Seed cells at 5 x 10 to the fourth per milliliter of HOEM in each well of a 24-well collagen 1 coated culture plate. Incubate at 37 degrees Celsius with 5%carbon dioxide for 3 hours. After incubation, remove the medium and expose the cells to 1 milliliter of chemical toxins, which include 0.001%benzalkonium chloride, or BAK, 0.01%hydrogen peroxide, and 0.0025%sodium dodecyl sulfate in PBS for 5 and 15 minutes.
After exposure to the chemical toxins, remove the toxins from the wells, rinse with 1 milliliter of PBS, and add 1 milliliter of HOEM to each well. After 20 hours of incubation, perform a metabolic assay by replacing the medium with 1 milliliter of a 10%metabolic assay solution and incubating at 37 degrees Celsius with 5%carbon dioxide for 4 hours. Measure the fluorescence of each solution using a fluorescent plate reader at 530 nanometers excitation, and 590 nanometers emission wavelengths.
Transfer the cell supernatants from the wells following the 20-hour incubation into separate sterile 2-milliliter polypropylene tubes and freeze them at minus 80 degrees Celsius. Use the same multiplex platform used to assess the cytokines from the UV-treated cells following the kit's instructions to quantify interleukin 6, interleukin 8, interleukin-1 beta and TNF-alpha. Seed cells at 1 x 10 to the 5th per milliliter of HOEM in each well of a 24-well collagen 1 coated culture plate and incubate at 37 degrees Celsius with 5%carbon dioxide for 24 hours.
After incubation, remove the medium and expose the cells to 1 milliliter of chemical toxins, including 0.001%BAK, 0.005%BAK, and 0.01%BAK in PBS for 5 minutes. After exposure, remove the chemical toxins, rinse the wells with 1 milliliter of PBS and add 1 milliliter of HOEM to each well. After 20 hours of incubation, stain the cells with 500 microliters of annexin staining buffer solution containing calcein, ethidium homodimer, and annexin 5 for 20 minutes at 37 degrees Celsius.
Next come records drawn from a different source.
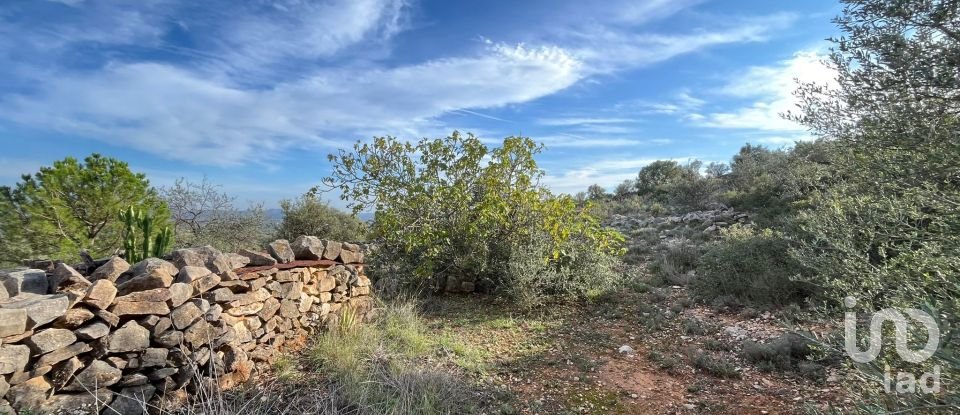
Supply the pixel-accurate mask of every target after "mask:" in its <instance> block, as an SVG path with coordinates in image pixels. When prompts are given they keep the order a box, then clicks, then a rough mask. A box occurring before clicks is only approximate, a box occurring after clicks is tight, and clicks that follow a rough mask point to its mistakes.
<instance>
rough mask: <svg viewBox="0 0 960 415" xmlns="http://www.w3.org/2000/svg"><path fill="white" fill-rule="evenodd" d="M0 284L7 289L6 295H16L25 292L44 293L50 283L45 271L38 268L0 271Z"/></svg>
mask: <svg viewBox="0 0 960 415" xmlns="http://www.w3.org/2000/svg"><path fill="white" fill-rule="evenodd" d="M0 284H3V288H5V289H6V290H7V295H8V296H10V297H16V296H18V295H20V294H21V293H25V294H38V295H39V294H46V293H47V288H48V287H49V286H50V283H49V282H48V281H47V273H46V272H43V271H42V270H39V269H24V270H15V271H0Z"/></svg>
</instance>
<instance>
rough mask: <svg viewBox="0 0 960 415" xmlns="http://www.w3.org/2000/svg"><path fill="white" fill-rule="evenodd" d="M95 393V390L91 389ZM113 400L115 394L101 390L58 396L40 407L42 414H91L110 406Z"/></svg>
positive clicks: (53, 397) (46, 401)
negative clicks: (87, 413) (108, 406)
mask: <svg viewBox="0 0 960 415" xmlns="http://www.w3.org/2000/svg"><path fill="white" fill-rule="evenodd" d="M91 391H93V389H91ZM112 399H113V392H112V391H110V390H109V389H99V390H97V391H96V393H93V392H87V391H84V392H83V393H66V394H57V395H54V396H52V397H50V399H47V400H46V401H45V402H43V404H41V405H40V413H42V414H67V413H89V412H87V411H95V410H96V409H97V408H99V407H102V406H104V405H108V404H109V403H110V401H111V400H112Z"/></svg>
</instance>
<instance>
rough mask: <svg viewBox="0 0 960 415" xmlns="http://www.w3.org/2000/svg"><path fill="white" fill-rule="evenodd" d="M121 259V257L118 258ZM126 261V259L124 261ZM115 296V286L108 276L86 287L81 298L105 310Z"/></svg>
mask: <svg viewBox="0 0 960 415" xmlns="http://www.w3.org/2000/svg"><path fill="white" fill-rule="evenodd" d="M120 260H121V261H123V259H120ZM124 262H126V261H124ZM116 297H117V287H116V285H114V284H113V281H112V280H110V279H109V278H104V279H98V280H96V281H95V282H94V283H93V284H92V285H91V286H90V288H87V293H86V295H84V296H83V300H81V301H82V302H83V303H84V304H89V305H91V306H94V307H96V308H99V309H101V310H106V309H107V308H108V307H110V304H113V300H114V299H115V298H116Z"/></svg>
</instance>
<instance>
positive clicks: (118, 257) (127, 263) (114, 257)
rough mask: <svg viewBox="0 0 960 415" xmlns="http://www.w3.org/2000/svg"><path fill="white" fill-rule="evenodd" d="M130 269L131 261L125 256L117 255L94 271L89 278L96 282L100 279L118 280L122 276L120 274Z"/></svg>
mask: <svg viewBox="0 0 960 415" xmlns="http://www.w3.org/2000/svg"><path fill="white" fill-rule="evenodd" d="M129 270H130V263H128V262H127V261H126V260H125V259H123V258H120V257H118V256H115V257H113V258H110V260H109V261H107V262H106V263H104V264H103V265H101V266H100V267H99V268H97V270H96V271H93V274H90V278H89V279H90V281H91V282H96V281H99V280H107V281H110V282H117V279H118V278H120V275H122V274H123V273H124V272H127V271H129Z"/></svg>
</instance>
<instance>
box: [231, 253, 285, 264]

Adjust the microscope to measure intensities at excitation and emission wavelengths of 630 and 675 nanometers for annexin 5, 495 and 515 nanometers for calcein AM, and 528 and 617 nanometers for ethidium 1 staining. Then acquire images of the cells using the fluorescence microscope. The iHCECs were found to be small cells that range from 10 to 20 micrometers and the pHCECs were in the range of 20 to 50 micrometers after 24 hours of growth.
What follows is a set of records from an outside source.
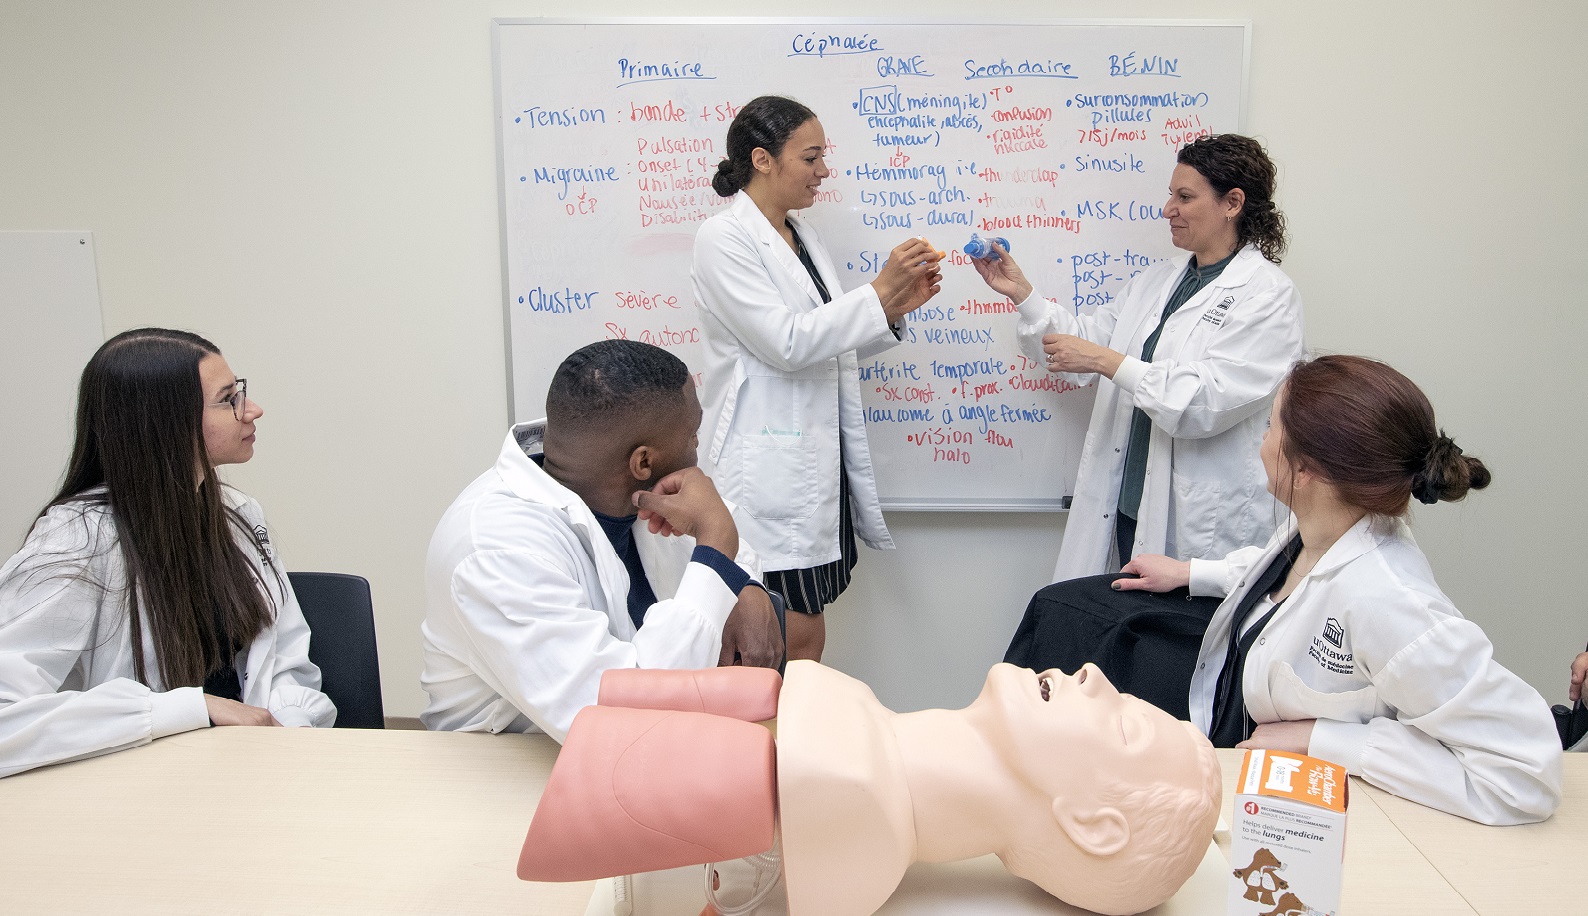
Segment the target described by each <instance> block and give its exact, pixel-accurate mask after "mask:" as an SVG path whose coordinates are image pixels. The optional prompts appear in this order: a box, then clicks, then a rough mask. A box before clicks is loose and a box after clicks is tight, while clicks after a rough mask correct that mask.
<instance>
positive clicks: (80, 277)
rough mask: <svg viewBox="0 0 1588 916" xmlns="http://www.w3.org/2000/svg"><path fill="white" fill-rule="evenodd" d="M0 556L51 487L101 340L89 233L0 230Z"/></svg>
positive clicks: (26, 523)
mask: <svg viewBox="0 0 1588 916" xmlns="http://www.w3.org/2000/svg"><path fill="white" fill-rule="evenodd" d="M0 322H3V325H5V333H0V430H5V432H3V433H0V470H3V471H5V484H0V557H8V556H11V554H13V552H14V551H16V549H17V548H21V546H22V538H24V537H25V535H27V529H29V527H32V524H33V518H35V516H38V510H41V508H44V503H46V502H48V500H49V497H52V495H56V487H59V486H60V478H62V475H64V471H65V470H67V460H68V459H70V457H71V438H73V435H75V432H73V430H75V425H76V410H78V378H79V376H81V375H83V367H84V365H87V362H89V357H91V356H94V351H95V349H98V346H100V344H102V343H105V327H103V324H102V321H100V302H98V273H97V271H95V268H94V235H92V233H87V232H0Z"/></svg>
Similar differences in size range were observed for iHCECs and pHCECs after 48 hours of growth. Compared to the non-UV exposed cells, the metabolic activity of irradiated pHCECs was significantly reduced at 20 minutes of exposure. For iHCECs, the metabolic activity decreased for cells irradiated at both 5 and 20 minutes.
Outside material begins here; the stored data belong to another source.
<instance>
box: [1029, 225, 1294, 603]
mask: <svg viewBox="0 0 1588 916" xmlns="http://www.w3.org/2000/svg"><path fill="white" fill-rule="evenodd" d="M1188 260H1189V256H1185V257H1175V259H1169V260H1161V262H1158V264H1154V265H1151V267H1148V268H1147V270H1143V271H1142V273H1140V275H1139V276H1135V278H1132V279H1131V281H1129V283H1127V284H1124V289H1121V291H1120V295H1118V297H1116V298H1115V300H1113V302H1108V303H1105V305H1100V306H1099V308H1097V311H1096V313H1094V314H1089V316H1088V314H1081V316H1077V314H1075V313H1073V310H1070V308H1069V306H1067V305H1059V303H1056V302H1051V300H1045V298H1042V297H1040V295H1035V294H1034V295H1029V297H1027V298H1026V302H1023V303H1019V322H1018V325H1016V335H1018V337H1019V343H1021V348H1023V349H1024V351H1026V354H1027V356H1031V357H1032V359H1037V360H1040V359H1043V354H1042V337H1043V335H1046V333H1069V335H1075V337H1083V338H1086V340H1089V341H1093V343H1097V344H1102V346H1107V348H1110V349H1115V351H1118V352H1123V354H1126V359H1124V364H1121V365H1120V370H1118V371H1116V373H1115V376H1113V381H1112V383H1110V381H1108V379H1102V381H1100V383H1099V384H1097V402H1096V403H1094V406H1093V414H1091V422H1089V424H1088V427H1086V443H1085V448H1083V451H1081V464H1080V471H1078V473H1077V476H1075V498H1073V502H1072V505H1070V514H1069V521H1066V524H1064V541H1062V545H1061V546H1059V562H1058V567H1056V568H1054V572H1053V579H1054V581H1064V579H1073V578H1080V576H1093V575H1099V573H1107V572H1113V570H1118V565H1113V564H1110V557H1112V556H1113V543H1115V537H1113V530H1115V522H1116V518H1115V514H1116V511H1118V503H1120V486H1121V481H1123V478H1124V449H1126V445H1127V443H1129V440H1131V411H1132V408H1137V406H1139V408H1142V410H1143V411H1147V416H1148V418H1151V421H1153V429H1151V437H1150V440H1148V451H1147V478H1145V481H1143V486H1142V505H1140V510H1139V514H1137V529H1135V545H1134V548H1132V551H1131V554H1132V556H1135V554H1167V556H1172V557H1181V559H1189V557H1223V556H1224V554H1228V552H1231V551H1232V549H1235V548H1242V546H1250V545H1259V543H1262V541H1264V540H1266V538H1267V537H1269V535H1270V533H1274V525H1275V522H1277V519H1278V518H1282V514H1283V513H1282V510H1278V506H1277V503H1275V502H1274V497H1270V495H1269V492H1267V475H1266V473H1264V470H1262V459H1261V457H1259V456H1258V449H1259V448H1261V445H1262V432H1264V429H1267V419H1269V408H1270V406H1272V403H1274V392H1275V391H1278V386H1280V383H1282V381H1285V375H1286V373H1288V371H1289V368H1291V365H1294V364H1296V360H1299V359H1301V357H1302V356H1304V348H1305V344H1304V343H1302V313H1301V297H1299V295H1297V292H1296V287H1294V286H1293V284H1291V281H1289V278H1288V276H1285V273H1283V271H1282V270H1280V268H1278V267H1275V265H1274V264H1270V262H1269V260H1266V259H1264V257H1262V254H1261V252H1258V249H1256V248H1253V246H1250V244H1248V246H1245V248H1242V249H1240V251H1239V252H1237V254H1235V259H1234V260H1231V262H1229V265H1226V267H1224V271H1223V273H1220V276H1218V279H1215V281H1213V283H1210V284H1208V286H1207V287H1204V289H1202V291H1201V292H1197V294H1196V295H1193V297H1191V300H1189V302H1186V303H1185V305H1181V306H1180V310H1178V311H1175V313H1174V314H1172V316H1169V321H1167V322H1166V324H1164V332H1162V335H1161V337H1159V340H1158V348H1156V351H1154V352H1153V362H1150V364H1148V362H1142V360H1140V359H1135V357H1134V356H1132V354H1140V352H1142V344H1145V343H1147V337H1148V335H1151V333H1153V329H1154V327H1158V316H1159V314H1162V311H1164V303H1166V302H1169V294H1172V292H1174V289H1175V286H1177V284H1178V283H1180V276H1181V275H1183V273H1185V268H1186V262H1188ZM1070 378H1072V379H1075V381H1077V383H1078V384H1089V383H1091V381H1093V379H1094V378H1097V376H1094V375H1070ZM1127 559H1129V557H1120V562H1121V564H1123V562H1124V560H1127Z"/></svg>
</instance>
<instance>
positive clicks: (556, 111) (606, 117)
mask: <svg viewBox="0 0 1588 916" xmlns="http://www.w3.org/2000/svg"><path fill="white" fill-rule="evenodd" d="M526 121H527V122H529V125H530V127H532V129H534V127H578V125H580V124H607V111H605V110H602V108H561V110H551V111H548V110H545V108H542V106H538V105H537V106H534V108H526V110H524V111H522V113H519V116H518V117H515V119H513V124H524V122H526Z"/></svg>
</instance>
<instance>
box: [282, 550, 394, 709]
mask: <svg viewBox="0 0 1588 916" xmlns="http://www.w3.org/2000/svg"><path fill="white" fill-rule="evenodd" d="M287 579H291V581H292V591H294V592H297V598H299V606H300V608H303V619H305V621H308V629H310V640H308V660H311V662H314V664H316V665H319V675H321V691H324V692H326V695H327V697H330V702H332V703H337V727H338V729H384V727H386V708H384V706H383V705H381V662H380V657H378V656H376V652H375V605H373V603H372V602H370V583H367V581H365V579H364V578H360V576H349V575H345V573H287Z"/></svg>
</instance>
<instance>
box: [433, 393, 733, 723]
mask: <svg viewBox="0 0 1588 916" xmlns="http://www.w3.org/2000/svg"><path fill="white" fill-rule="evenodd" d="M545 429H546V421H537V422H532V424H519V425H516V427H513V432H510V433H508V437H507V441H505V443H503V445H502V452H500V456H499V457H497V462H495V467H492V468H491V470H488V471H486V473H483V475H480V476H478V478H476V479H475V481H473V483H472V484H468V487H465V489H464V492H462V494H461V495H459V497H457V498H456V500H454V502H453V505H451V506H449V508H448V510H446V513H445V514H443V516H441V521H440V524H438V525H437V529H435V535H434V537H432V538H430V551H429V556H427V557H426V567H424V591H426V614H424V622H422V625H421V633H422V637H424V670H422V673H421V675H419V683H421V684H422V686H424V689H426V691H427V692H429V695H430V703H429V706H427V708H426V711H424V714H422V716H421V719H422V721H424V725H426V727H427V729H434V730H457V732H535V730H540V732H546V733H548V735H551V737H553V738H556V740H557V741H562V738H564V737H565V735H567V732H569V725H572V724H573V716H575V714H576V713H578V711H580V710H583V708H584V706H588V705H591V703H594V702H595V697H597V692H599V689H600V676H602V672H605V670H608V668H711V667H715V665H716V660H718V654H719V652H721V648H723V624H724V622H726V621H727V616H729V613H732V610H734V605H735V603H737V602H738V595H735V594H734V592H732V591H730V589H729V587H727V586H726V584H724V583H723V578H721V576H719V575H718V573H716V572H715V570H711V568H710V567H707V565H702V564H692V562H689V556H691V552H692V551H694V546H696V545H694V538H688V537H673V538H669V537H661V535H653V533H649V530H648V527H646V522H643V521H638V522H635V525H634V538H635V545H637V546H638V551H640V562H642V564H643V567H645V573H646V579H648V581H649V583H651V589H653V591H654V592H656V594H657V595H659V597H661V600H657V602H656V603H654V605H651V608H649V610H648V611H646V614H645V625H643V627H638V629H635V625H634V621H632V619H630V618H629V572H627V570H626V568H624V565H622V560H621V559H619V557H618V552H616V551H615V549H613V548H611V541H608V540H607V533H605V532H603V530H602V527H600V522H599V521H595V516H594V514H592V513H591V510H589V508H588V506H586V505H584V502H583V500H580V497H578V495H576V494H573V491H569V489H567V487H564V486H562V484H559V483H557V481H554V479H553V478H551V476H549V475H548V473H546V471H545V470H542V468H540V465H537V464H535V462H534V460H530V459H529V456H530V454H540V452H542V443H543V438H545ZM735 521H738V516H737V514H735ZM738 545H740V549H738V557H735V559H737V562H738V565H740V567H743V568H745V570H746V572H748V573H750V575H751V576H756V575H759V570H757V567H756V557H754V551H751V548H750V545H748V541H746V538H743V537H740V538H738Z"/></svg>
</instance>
Therefore, it took a longer exposure time to reduce the metabolic activity of the pHCECs than the iHCECs. The maximum cytokine release by the iHCECs was at 5 minutes of UV exposure. The maximum cytokine release for pHCECs occurred at 20 minutes of UV exposure.
In terms of total amounts of inflammatory cytokines released the pHCECs released substantially more interleukin-1 beta, interleukin 8, and TNF-alpha than the iHCECs, whereas the iHCECs released more interleukin 6. Both pHCECs and iHCECs showed a change in the release of interleukin 6 after exposure to all three chemicals. BAK caused a decrease in the release of interleukin 6 compared to the control for both primary and immortalized HCECs.
Hydrogen peroxide caused an increase in the release of interleukin 6 from iHCECs, and a decrease in the release from pHCECs. Both pHCECs and iHCECs were significantly damaged at 0.005%and 0.1%of BAK. After performing in vitro assessments of ocular cell toxicity, further animal models of ocular toxicity could be undertaken to determine the effect of an ocular product on corneal nerves or the ocular immune system.
These techniques are essential for determining the mechanisms of chemical and product formulation toxicity on the eye and will help minimize animal use for product development testing.